21«Что он понимает?» — подумалось мне. Я все делаю из себя. Я становлюсь больным стариком, когда описываю старика. Я становлюсь волком, когда описываю волка. Я становлюсь женщиной, даже тогда, когда в моих рассказах ее запрокидывают навзничь и насилуют или рвут безжалостно на части. И я чувствую все это. Что он понимает в этом, если даже Ритка бросила меня из-за того, что, когда она звала меня по имени, я поднимал голову от бумаги с пустыми безжизненными глазами, потому что был кем угодно, стариком, волком, женщиной в эти минуты, но не самим собой? Я не мог разорваться надвое. А она не могла жить в пустоте. Что он в этом понимает?
— Это я их создал! Я сделал их из себя!
— Доктор Джекил, несколько мистеров Хайдов и даже миссис Хайд в одном лице? — с сарказмом спросил я его. — Это неоригинально.
— Бросьте! — повысил голос Алексей. — Доктор Джекил и мистер Хайд — это всего лишь идея, которая ничего общего не имеет с действительностью. К тому же, она основана на использовании физического мира. Опять какие-то снадобья и химикаты. Ничего этого не надо. Все здесь! — показал Алексей себе на голову. — И у вас все здесь! Только и различие, что вы выпускаете своих героев на бумагу, а я в жизнь.
— Не хотите ли вы сказать, что выпускаете в жизнь созданных вами фантомов? — удивился я.
— Фантомов? — задумался Алексей. — Нет. Это не фантомы. Это уже не фантомы. Выражения должны быть точными. Ведь слова — это выражения мысли. А мысль — это штука довольно материальная, частица божественного поля, если угодно. Сгусток мыслей — это уже личность. Нет. Они мыслят. Это уже не фантомы…
— И все-таки. Что позволяет вам утверждать, что те люди, которых я видел и даже испытал сомнительное удовольствие общаться с ними, не материальны? Или, короче говоря, их нет… хотя они и есть?
— Материальны… — пробормотал Алексей. — Еще как материальны. И их растущая материальность прямо пропорциональна моей убывающей материальности. Извините меня, я лягу…
Он сбросил ботинки, бессильно опустился на левый локоть, беспомощно закинул на диван согнутые ноги, вытянулся так, что диванная подушка оказалась у него под лопатками, и запрокинул голову назад.
— Устал, — сказал Алексей и закрыл глаза. — Извините, но пока я буду говорить так. Вы знаете, что такое мозг?
— Не больше, чем об этом написано в книгах по анатомии.
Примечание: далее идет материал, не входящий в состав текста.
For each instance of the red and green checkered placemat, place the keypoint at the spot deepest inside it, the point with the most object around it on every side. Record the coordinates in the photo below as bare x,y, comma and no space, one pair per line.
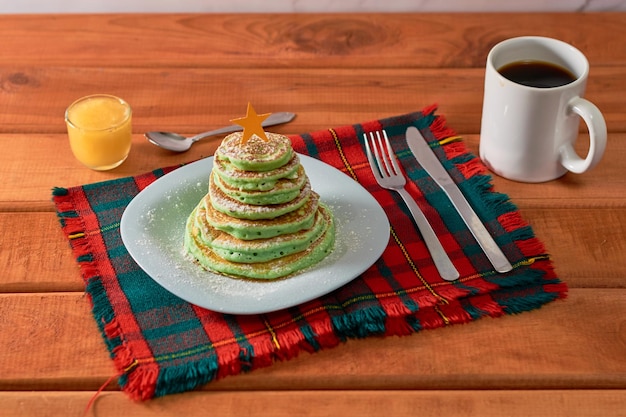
161,344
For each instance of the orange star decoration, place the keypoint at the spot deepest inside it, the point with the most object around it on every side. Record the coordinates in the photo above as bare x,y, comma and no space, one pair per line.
252,125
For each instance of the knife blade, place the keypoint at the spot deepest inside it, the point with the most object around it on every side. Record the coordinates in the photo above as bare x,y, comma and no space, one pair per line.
431,164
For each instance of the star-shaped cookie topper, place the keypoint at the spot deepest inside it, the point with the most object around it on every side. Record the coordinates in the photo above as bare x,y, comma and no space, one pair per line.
252,125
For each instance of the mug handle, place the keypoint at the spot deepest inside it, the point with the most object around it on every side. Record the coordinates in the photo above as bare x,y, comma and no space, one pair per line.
597,137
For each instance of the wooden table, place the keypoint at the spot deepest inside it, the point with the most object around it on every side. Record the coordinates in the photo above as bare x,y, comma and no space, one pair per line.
189,73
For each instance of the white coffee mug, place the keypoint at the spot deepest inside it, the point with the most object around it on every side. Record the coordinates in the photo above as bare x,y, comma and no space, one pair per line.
528,132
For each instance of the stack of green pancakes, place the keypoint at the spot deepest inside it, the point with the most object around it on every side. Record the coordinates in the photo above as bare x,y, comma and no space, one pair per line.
260,218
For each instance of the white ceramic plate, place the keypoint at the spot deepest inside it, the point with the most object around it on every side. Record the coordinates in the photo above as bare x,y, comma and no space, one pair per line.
153,225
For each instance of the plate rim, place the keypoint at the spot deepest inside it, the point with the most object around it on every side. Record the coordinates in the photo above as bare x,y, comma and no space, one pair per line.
312,165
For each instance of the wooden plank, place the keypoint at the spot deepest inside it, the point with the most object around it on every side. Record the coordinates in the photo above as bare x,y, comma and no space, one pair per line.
197,99
604,187
557,403
587,246
578,343
305,40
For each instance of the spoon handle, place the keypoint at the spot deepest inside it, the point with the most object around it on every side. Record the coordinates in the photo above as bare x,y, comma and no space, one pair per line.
273,119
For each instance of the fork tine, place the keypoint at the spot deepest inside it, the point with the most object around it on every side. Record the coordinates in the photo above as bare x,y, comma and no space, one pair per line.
373,161
383,157
392,155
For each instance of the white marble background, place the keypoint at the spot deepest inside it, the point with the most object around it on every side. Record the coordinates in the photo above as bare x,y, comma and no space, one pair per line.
304,6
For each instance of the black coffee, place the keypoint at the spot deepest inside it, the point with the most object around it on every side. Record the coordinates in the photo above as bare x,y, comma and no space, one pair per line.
537,74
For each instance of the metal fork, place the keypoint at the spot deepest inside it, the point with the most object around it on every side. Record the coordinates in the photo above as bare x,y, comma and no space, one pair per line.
388,175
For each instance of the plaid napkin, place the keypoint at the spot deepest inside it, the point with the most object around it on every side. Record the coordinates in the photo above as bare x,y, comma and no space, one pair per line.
161,344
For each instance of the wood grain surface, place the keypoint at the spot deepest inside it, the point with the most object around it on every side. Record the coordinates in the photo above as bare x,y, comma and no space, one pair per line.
190,73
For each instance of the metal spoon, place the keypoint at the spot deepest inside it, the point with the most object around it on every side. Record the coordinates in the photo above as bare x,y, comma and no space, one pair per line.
178,143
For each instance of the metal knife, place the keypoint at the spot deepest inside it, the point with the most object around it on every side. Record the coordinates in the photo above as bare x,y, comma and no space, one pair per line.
429,161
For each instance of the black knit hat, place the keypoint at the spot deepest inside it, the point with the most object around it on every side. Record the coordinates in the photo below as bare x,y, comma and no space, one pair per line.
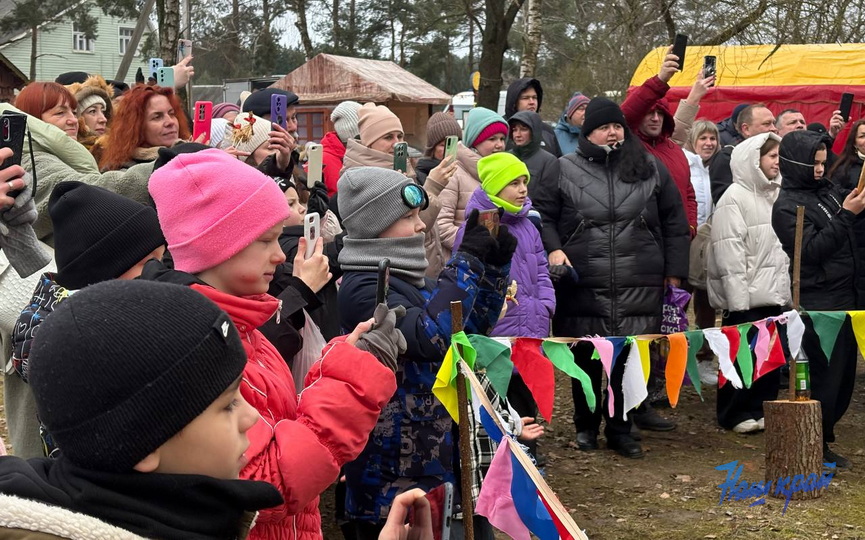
122,366
166,154
601,111
71,77
99,234
259,102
— В книгах действительно написано кое-что, но что это значит по сравнению с настоящей картиной? Представьте себе, что строение дерева изучают по сантиметровому спилу, не подозревая о существовании кроны и корней. Безусловно, человеческий мозг — это чудо. Но что значит это чудо, если окажется, что мозг — это всего лишь что-то, удерживающее в себе душу человека так же, как губка удерживает воду? Вот тебе и чудо.… Попробуй, удержи ее…. А если она там не одна? Вам интересно все с самого начала? — вдруг спросил он меня.
— Да, — ответил я с некоторым недоумением, глядя на этого внезапно свалившегося на мою голову, распластавшегося на диване человека.
— С самого начала, — задумался Алексей. — Начну все-таки не с самого начала. Хотя, что есть начало, неизвестно никому. Я рано остался один, и поэтому мне пришлось полагаться только на собственные силы. В армию я не собирался, так как перенес в детстве травму позвоночника, которая до сих пор вызывает у меня сильнейшие боли. В армию я не собирался, в институт идти тоже особого желания не было. Жизнь казалась мне дорогой, которая рано или поздно приведет меня в инвалидную коляску. И вот чтобы этого, может быть, не случилось, я пошел учиться в медицинское училище возле дома. Денег на дорогу тратить было не надо. Да и возможность когда-нибудь поступить в медицинский институт, наверное, все-таки не помешала бы. Так или иначе, я стал студентом медицинского училища. Жить было на что. Я и сам не транжир, да и родители кое-что оставили. Машину собирались покупать на старости лет. Я очень поздним ребенком был. Я подумал и решил, зачем мне машина? Не лучше ли обеспечить себе экономное, но сытое существование лет на десять? А там, глядишь, и до нормальной профессии доберусь? И все бы хорошо, но, не поверите, в училище я начал лысеть.